LOS ANGELES — Consumers had more money in their pockets in December, but fewer people decided to spend it, choosing instead to tuck the extra funds away in their savings.
Personal income rose $61.3 billion, or 0.5 percent, from November to December, their highest jump in nearly a year, according to the Commerce Department. The increase was fueled in part by rising wages and salaries.
But personal consumption expenditures dipped $2 billion, or 0.1 percent, an about-face from November.
The savings rate, meanwhile, spiked to $460.1 billion, or 4 percent of disposable personal income — the highest rate in four months. The increase is the largest monthly boost since April 2010.
The trend toward mattress-stuffing is raising concerns about slumping demand for goods and services in the future. Consumer spending makes up roughly two-thirds of the country’s economic activity.
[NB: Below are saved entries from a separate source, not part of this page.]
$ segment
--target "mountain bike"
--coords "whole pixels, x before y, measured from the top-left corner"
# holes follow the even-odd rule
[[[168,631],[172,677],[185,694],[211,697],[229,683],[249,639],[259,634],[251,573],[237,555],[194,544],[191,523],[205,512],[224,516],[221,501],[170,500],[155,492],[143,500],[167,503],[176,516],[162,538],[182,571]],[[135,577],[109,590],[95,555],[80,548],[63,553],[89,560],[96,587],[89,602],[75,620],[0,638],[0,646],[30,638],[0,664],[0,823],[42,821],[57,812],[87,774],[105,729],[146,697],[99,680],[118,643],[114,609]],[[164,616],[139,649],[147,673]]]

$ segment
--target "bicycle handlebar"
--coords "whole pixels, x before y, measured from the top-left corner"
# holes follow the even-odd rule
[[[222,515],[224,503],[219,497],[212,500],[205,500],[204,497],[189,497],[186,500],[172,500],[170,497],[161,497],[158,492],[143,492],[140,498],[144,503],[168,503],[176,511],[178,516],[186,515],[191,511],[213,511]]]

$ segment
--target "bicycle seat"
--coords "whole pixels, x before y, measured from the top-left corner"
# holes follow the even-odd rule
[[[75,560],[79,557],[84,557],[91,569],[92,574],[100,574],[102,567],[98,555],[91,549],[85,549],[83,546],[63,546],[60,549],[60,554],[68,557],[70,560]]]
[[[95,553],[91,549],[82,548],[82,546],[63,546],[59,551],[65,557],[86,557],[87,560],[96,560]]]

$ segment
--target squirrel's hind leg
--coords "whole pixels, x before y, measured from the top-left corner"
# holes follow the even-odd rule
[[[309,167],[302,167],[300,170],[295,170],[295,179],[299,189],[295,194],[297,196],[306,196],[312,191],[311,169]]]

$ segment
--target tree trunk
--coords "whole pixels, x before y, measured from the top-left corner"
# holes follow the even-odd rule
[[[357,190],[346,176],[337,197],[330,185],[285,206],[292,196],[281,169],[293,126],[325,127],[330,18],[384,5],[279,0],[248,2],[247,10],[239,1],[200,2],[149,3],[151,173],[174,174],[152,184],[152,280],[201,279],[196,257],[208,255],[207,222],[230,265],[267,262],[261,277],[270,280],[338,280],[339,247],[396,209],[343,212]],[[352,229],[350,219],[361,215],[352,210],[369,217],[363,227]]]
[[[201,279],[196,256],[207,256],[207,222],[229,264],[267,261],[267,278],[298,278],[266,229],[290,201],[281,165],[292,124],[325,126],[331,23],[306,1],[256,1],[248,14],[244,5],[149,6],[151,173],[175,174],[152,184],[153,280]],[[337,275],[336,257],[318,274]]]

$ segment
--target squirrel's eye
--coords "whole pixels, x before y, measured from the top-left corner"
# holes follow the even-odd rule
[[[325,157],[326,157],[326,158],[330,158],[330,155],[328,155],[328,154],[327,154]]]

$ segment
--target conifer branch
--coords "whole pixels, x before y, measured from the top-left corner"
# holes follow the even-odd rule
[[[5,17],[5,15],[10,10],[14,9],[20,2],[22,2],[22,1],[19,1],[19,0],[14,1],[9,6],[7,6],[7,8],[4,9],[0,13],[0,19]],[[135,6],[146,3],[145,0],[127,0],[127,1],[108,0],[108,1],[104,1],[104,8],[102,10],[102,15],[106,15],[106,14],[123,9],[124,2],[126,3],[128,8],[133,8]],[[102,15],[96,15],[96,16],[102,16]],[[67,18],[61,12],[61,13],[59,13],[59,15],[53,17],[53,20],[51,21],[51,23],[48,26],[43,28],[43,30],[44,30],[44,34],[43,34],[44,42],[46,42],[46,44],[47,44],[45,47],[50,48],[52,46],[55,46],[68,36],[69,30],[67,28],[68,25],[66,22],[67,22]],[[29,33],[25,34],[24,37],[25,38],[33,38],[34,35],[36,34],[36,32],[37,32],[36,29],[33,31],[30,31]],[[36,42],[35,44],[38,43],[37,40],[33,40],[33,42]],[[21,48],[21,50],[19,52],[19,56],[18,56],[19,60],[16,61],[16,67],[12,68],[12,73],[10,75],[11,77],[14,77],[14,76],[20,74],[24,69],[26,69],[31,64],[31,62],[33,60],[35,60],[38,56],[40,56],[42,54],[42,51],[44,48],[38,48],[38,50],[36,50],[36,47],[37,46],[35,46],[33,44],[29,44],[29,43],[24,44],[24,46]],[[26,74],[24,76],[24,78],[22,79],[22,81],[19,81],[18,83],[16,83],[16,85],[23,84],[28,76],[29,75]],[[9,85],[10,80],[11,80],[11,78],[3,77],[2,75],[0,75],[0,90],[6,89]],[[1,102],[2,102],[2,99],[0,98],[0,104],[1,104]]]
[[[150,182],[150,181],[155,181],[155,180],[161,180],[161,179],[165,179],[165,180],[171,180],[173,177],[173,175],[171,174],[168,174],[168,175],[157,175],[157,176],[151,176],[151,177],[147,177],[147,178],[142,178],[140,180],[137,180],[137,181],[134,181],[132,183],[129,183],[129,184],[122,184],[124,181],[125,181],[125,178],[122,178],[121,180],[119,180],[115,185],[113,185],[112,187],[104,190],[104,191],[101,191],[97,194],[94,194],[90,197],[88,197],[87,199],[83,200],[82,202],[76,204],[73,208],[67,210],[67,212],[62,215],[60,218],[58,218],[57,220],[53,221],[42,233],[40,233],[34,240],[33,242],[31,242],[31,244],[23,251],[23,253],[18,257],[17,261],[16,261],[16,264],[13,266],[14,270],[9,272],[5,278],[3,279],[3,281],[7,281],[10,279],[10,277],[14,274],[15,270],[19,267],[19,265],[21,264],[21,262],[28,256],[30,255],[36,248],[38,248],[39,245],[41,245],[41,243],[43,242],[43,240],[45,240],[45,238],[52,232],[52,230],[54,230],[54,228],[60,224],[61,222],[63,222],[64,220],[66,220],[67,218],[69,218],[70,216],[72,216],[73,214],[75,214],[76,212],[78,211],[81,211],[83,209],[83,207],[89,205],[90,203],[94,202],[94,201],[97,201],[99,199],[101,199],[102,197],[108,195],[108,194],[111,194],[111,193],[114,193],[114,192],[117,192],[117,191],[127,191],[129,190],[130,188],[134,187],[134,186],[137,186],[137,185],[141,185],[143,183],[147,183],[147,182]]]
The U.S. gross domestic product fell short of expectations last week when it rose at a 2.8 percent annual rate instead of the 3 percent that many analysts had anticipated. Though the rate was a vast improvement from the 1.8 percent growth in the previous quarter, analysts said the spike resulted mostly from bolstered inventories rather than sales.
Raising concerns about the future stability of the economy, the Federal Reserve last week said it would likely keep interest rates low through 2014.
For the full year, however, Americans spent 4.7 percent more than they did in 2010. And several more promising economic indicators hint at potential spending increases down the line.
Consumer confidence in the economy is at its highest point since May, Gallup found last week. And the national unemployment rate fell to 8.5 percent, its lowest level in nearly three years.